As he shared raw, uncomfortable, and darkly humorous first-person stories about the lessons he’d learned from his failed marriage, a peculiar thing happened. Matthew started to gain a following. In January 2016 a post he wrote–“She Divorced Me Because I left the Dishes by the Sink”–went viral and was read over four million times.
Filtered through the lens of his own surprising, life-changing experience and his years counseling couples, This Is How Your Marriage Ends exposes the root problem of so many relationships that go wrong. We simply haven’t been taught any of the necessary skills, Matthew explains.

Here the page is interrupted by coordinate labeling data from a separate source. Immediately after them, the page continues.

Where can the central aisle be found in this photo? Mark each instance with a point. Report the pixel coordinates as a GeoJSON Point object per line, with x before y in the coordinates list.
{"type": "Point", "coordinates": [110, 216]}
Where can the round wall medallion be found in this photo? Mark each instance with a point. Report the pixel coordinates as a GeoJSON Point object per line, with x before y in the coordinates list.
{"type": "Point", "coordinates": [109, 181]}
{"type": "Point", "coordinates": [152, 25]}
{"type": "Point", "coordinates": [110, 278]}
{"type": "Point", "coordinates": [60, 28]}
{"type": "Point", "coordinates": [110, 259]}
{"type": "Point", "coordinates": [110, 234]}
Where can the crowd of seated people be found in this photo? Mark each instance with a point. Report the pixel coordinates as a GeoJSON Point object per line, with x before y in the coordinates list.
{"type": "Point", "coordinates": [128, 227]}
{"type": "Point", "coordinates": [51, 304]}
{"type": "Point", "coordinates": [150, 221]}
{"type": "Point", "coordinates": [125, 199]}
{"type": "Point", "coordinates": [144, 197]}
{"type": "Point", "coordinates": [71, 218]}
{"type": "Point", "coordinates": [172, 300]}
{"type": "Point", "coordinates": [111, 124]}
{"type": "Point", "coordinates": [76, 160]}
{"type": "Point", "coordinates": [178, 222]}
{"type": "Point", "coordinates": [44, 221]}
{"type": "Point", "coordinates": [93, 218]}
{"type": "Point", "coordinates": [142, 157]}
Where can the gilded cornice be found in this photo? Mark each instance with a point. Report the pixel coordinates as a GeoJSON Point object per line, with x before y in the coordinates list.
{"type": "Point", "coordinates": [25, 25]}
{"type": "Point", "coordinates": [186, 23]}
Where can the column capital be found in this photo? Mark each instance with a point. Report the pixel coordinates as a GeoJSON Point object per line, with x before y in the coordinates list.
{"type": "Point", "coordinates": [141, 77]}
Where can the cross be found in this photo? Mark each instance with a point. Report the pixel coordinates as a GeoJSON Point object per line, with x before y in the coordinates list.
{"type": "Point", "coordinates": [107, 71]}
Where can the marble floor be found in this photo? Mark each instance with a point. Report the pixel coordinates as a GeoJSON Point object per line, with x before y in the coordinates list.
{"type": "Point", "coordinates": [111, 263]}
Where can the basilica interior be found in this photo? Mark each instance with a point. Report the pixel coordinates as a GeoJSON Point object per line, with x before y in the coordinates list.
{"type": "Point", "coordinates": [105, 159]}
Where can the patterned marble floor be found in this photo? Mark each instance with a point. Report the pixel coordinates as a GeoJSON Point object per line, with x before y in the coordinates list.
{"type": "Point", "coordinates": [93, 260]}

In fact, it is sometimes the assumption that we are acting on good intentions that causes us to alienate our partners and foment mistrust.
With the humorous, entertaining, and counterintuitive approach of The Subtle Art of Not Giving a F*ck, and the practical insights of The 5 Love Languages, This is How Your Marriage Ends helps readers identify relationship-killing behavior patterns in their own lives, and offers solutions to break free from the cycles of dysfunction and destruction. It is must-read for every partner no matter what stage-beginning, middle, or even end–of your relationship.
Thoughts
Thoughts: I found this book and author, probably like many, through a New York Times article about his blog post titled “She Divorced Me Because I Left Dishes By The Sink” which he even acknowledges in his book as being part of what got him known. He has an updated version in the book which I appreciated, as it toned down and removed some of the bitterness that still lingered at the original time of writing as well as the man-woman dichotomy presented. He makes room for relationships of all kinds in his book, and that was critical because it’s truly applicable in so many ways.
Look, y’all, I’m not married and frankly I don’t ever plan to be. BUT, I am in a long-term monogamous relationship sharing a house and finances and stuff so it’s basically marriage just without the government being involved. So for me, reading this book was a way to get some advice and more formal tips on being in a relationship. I think I’m doing okay so far, but it’s a skill, and not one I’ve ever had teaching on. I decided to change that, and goddamn was it awesome.